The dynamic world of cybersecurity continued its rapid pace of change in 2015, creating new challenges and opportunities for ISACA and our 140,000 global constituents. Of course, 2016 will be no different. ISACA professionals across the globe expect to see an evolving mix of cyberthreats, regulatory issues, and an ongoing shortage of qualified cybersecurity workers needed to address these issues, according to the January 2016 Cybersecurity Snapshot survey.
Nearly 3,000 IT professionals from 121 countries voiced their opinions in the Cybersecurity Snapshot, and the results say much about where cybersecurity is headed in 2016. Respondents said their top cyberthreat concerns for 2016 were social engineering, insider threats and advanced persistent threats (APTs). Fully 84 percent believe there is a medium to high likelihood of a cybersecurity attack disrupting critical infrastructure (e.g., electrical grid, water supply systems) this year. Nearly a third said there will be some increased risk of insider threats (privileged users) vs. last year.
Security Best Practices
ISACA’s well-trained, knowledgeable professionals do not lack for recommendations on how to best tackle these cyberthreats. Adding two-factor authentication was considered the best response for improving security in the virtualized data center, followed by adding dual-person approvals for certain actions. Other suggested solutions included using a password manager for checking in/out password access to systems, and adding air gaps for different types of workloads (e.g., sensitive or non-sensitive).
Another area where ISACA constituents had consistent opinions involved government regulations and privacy issues. We saw significant activity in these areas in 2015, and I believe we can expect to see more of the same in 2016. A majority (63 percent) of respondents believe governments should not have backdoor access to encrypted information systems. A similar majority think privacy is being compromised by stronger cybersecurity regulations.
From an organizational standpoint, 84 percent favor regulation requiring companies notify customers within 30 days of a data breach discovery. Interestingly, only a third of respondents believe their organization would voluntarily share cyberthreat information if it experienced a breach.

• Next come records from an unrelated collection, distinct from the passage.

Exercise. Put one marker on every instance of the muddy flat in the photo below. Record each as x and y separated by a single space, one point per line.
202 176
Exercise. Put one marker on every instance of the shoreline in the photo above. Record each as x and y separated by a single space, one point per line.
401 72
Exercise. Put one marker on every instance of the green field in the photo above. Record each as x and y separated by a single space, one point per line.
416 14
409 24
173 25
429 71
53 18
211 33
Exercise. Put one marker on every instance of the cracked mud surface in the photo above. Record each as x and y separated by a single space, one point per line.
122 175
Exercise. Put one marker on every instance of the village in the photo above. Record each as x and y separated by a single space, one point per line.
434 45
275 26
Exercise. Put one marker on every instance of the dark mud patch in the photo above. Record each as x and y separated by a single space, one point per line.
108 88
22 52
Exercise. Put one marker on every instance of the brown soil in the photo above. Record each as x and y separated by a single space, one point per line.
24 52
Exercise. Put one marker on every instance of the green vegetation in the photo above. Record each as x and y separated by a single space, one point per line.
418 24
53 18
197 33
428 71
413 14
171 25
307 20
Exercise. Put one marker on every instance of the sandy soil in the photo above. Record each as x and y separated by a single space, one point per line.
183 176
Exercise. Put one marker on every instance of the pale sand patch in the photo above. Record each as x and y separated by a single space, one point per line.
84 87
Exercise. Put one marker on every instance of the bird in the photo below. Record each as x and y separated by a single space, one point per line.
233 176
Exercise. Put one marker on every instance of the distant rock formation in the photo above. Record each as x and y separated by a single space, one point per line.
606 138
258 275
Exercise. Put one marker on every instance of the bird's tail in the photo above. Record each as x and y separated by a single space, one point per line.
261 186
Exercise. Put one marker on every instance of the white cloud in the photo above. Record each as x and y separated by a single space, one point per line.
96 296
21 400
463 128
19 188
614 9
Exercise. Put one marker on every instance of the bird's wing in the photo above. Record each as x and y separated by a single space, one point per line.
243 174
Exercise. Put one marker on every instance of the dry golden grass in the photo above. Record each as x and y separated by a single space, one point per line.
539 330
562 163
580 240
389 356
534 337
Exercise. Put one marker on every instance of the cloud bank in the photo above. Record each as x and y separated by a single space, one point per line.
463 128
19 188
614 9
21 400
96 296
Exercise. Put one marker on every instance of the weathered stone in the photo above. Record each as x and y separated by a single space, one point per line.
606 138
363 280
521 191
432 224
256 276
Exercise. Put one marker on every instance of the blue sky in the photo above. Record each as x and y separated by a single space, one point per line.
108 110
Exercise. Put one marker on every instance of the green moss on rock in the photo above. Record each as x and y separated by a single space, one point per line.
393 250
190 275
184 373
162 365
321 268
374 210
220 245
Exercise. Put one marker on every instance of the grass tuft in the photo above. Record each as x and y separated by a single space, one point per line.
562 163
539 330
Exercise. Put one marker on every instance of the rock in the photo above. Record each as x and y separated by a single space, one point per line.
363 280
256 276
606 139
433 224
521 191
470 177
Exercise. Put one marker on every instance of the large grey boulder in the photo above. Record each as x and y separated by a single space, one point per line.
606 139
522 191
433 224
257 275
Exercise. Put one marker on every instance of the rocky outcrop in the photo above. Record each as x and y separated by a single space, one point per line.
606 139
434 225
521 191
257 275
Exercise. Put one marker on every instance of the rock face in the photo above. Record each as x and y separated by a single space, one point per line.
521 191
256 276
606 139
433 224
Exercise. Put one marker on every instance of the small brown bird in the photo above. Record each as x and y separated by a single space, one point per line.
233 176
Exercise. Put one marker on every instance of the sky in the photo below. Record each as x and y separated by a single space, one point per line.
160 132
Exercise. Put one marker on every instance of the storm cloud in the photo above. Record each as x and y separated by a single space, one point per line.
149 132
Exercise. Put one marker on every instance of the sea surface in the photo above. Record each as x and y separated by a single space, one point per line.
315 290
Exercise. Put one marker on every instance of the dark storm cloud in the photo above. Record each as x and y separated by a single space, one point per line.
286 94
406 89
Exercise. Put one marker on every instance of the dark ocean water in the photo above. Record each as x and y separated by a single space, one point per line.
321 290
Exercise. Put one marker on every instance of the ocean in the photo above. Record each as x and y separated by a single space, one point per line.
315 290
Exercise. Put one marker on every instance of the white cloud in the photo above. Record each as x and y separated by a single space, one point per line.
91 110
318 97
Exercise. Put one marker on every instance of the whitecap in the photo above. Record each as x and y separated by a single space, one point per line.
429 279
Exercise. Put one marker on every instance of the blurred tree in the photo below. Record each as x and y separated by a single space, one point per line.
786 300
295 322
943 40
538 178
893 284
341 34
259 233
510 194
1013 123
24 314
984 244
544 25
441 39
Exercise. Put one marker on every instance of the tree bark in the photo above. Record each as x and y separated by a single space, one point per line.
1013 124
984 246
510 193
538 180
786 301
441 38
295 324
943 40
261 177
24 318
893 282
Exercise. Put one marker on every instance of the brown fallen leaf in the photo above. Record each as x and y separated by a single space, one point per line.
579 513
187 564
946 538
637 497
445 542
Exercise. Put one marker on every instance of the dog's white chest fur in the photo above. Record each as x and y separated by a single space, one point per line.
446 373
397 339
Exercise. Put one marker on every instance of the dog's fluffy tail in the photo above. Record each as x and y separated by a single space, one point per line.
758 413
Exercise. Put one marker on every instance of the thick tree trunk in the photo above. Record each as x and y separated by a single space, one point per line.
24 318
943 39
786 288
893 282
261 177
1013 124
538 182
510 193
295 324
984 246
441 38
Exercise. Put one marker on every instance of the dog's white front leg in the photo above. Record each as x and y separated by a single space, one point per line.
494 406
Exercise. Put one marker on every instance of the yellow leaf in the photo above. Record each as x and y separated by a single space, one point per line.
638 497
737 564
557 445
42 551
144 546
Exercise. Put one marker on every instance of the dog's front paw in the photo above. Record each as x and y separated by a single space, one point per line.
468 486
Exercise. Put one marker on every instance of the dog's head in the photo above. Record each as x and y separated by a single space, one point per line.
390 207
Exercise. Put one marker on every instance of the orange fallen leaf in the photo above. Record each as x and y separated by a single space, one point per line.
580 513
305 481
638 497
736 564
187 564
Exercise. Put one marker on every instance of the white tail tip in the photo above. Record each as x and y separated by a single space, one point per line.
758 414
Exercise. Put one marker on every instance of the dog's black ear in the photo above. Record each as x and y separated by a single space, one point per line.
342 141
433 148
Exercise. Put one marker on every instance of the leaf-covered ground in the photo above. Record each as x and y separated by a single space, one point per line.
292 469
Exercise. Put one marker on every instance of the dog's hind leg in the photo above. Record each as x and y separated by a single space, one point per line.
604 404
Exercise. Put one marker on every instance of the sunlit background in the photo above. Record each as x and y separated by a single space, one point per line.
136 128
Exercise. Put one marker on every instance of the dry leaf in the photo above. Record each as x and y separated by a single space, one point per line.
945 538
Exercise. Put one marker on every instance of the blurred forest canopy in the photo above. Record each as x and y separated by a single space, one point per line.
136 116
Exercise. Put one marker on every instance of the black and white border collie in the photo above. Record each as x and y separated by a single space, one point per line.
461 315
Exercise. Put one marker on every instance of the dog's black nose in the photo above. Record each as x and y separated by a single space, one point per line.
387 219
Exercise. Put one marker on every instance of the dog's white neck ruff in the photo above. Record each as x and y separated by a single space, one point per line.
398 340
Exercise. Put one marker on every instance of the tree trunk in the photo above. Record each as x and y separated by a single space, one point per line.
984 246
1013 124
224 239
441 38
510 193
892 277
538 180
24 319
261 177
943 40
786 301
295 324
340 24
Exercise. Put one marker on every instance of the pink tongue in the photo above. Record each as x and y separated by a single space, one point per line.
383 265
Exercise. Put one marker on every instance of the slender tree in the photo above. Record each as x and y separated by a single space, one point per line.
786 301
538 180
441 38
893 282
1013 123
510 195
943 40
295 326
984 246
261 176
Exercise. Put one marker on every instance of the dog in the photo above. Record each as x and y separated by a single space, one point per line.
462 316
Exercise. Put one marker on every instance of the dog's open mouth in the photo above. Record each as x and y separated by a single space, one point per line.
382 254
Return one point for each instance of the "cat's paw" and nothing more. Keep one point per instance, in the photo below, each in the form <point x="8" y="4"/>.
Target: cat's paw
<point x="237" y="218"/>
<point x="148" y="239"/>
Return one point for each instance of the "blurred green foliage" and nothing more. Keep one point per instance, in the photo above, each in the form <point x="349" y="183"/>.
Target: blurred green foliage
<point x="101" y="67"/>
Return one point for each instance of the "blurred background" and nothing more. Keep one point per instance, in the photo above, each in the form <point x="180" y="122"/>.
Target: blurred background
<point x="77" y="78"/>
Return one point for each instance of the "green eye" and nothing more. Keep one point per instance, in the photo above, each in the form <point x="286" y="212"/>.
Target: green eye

These issues make a strong case for organizations to have certified, well-trained cybersecurity personnel. Finding well-qualified cybersecurity professionals, however, is an ongoing, global issue. Nearly half of global organizations are planning to hire more cybersecurity personnel in 2016, and 94% say they will expect to have a difficult time finding skilled candidates.
Not surprisingly, 81 percent say they would be more likely to hire a cybersecurity job candidate who holds a performance-based certification. That’s where ISACA and Cybersecurity Nexus (CSX) come in.
ISACA launched CSX in 2014 and expanded its certification offerings in 2015 with the introduction of the CSX Practitioner (CSXP) certification. CSXP is a vendor-neutral, performance-based cyber certification—the first of its kind—that focuses on key cybersecurity skills and requires demonstration of skills in a virtual lab environment in the Identify and Protect domains.
CSX has big plans for 2016, kicking off now with the introduction of the Cybersecurity Career Roadmap, which will help cybersecurity professionals identify new opportunities for career advancement. It provides the resources to continuously hone your skills, expand your knowledge, and start (and keep) your career on a trajectory toward achieving your goals.
ISACA is committed to all four of its core focus areas— audit/assurance, governance, risk and cybersecurity—and we will be delivering new resources in all of these areas over the course of the year. There has never been a more challenging or rewarding time to be in our field than right now.
I wish you a happy and successful 2016. It’s going to be an exciting year.